7. The use of 0day exploits means that the attacker had the huge resources required to find such completely new exploits, and is therefore most likely the government.

8. The fact that FreedomHosting was compromised means that the attacker either physically seized the servers and installed the code (government), or managed to exploit the webserver software (other malicious attacker). Considering recent news reports, it is clear that it was the government.

9. The fact that the clear-net IP collecting all the data is in Washington and that FreedomHosting is now down without a word suggests that the attacker was in fact the FBI.

10. The attacker now has the public IP addresses + what FreedomHosting site you were viewing of everybody that had Javascript enabled on Windows with an outdated Tor Browser Bundle. You better prepare to be raided. Destroy all the evidence now, if your freedom depends on it.

11. The cookie is called "n_serv" and can be viewed under Tor Button - Cookie Protections. By default, Tor is set to erase all non-protected cookies on browser restarts (and to make all cookies non-protected unless explicitly told by the user to protect certain cookies). This means that the "n_serv" cookie will not persist between browser restarts, unless the FBI has made part of their exploit code tell Tor Button to protect the cookie. That is very unlikely, though, as it would be difficult to do so and wouldn't do them much good, since the cookie changing its value doesn't actually harm their operation. They will still get your public IP for every unique browser ID that's being transmitted to them, so it doesn't matter to them if the cookie gets cleared and the browser ID changes. Therefore, due to the fact that the cookie clears itself on restart, the only way to know if you've been affected if you're running a vulnerable browser bundle is if your browser has been running non-stop since before FreedomHosting went down. Meaning that your browser has been running for at least 1 week, preferably 2 or more. If you've got no "n_serv" cookie in a session that has lasted that long then you conclusively know that the exploits have never successfully executed on your machine. The cookie only clears on browser restart. I've always been using NoScript in "Forbid Javascript Globally" mode, my last browser restart was over 2 weeks ago and I am 100% sure I have browsed some FH sites before they went offline and without restarting this browser and I don't have the cookie. People that have either set NoScript to globally forbid, or disabled Javascript entirely in the Firefox settings, are therefore conclusively safe. Everyone else will have been infected and can check for the existence of that cookie to verify that fact (will only be there if their browser hasn't restarted in the past few weeks). Note that the cookie will be created if Javascript is enabled, but the exploit that transmits your public IP to tie that cookie to your identity is a separate action and will only run on exploitable (outdated) Tor Browser Bundles on Windows. Therefore, the existence of the cookie is not enough reason to panic yet. If you're using Windows and you've got a Javascript-enabled Tor Browser that's older than 17.0.7 then your identity has absolutely been compromised.

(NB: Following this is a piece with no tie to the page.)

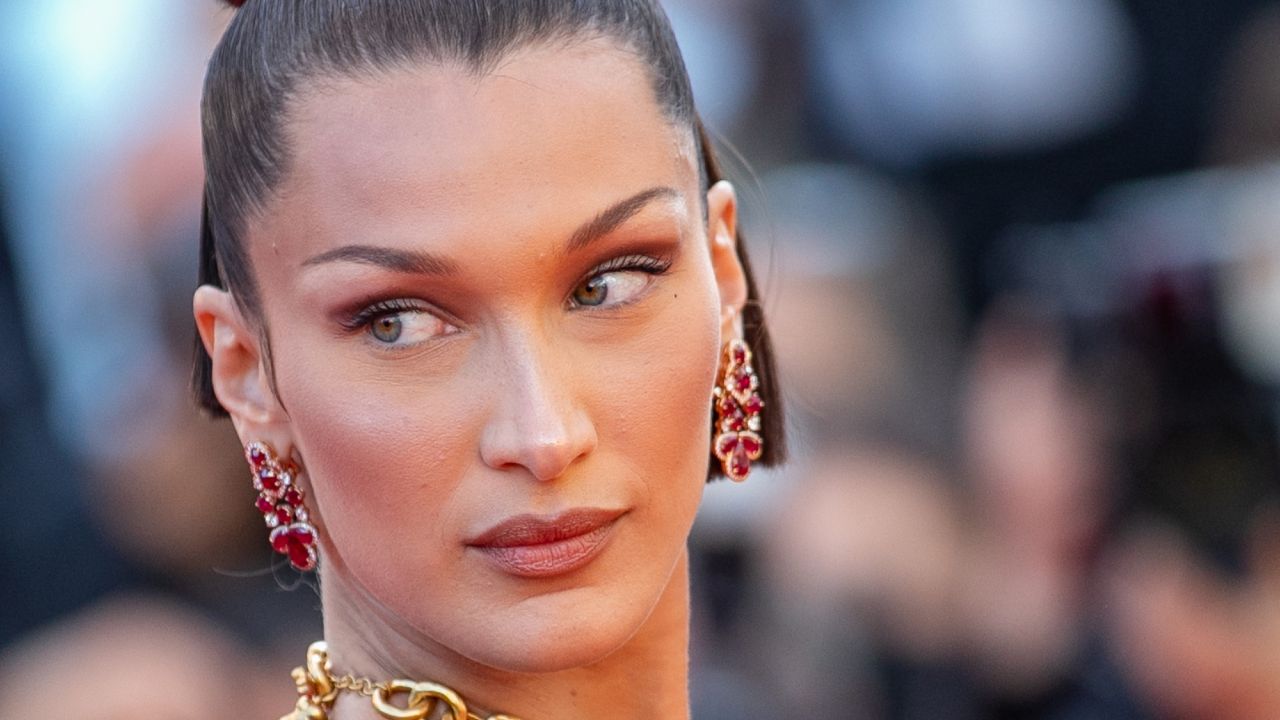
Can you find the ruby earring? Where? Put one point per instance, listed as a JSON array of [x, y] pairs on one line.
[[280, 501], [737, 413]]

12. Previous news reports from July 29th, 2013 shows that the FBI performed a nationwide "child sex trafficking" bust, freeing 105 children and arresting 150 pimps/ring leaders (FBI — Operation Cross Country: Recovering Victims of Child Sex Trafficking).

13. Other news from July 29th, 2013 shows that the FBI is trying to extradite "the biggest child-porn facilitator on the planet" from Ireland (FBI bids to extradite 'largest child-porn dealer on planet' - Independent.ie). Seems that the FH admin was a 28 year old that was arrested in Ireland and that the javascript exploits were set up in a joint-operation between the FBI and the Irish law enforcement since all collected IPs were sent to the FBI. If this is the guy, then Freedom Hosting is never coming back, and he's looking at a lot of jailtime.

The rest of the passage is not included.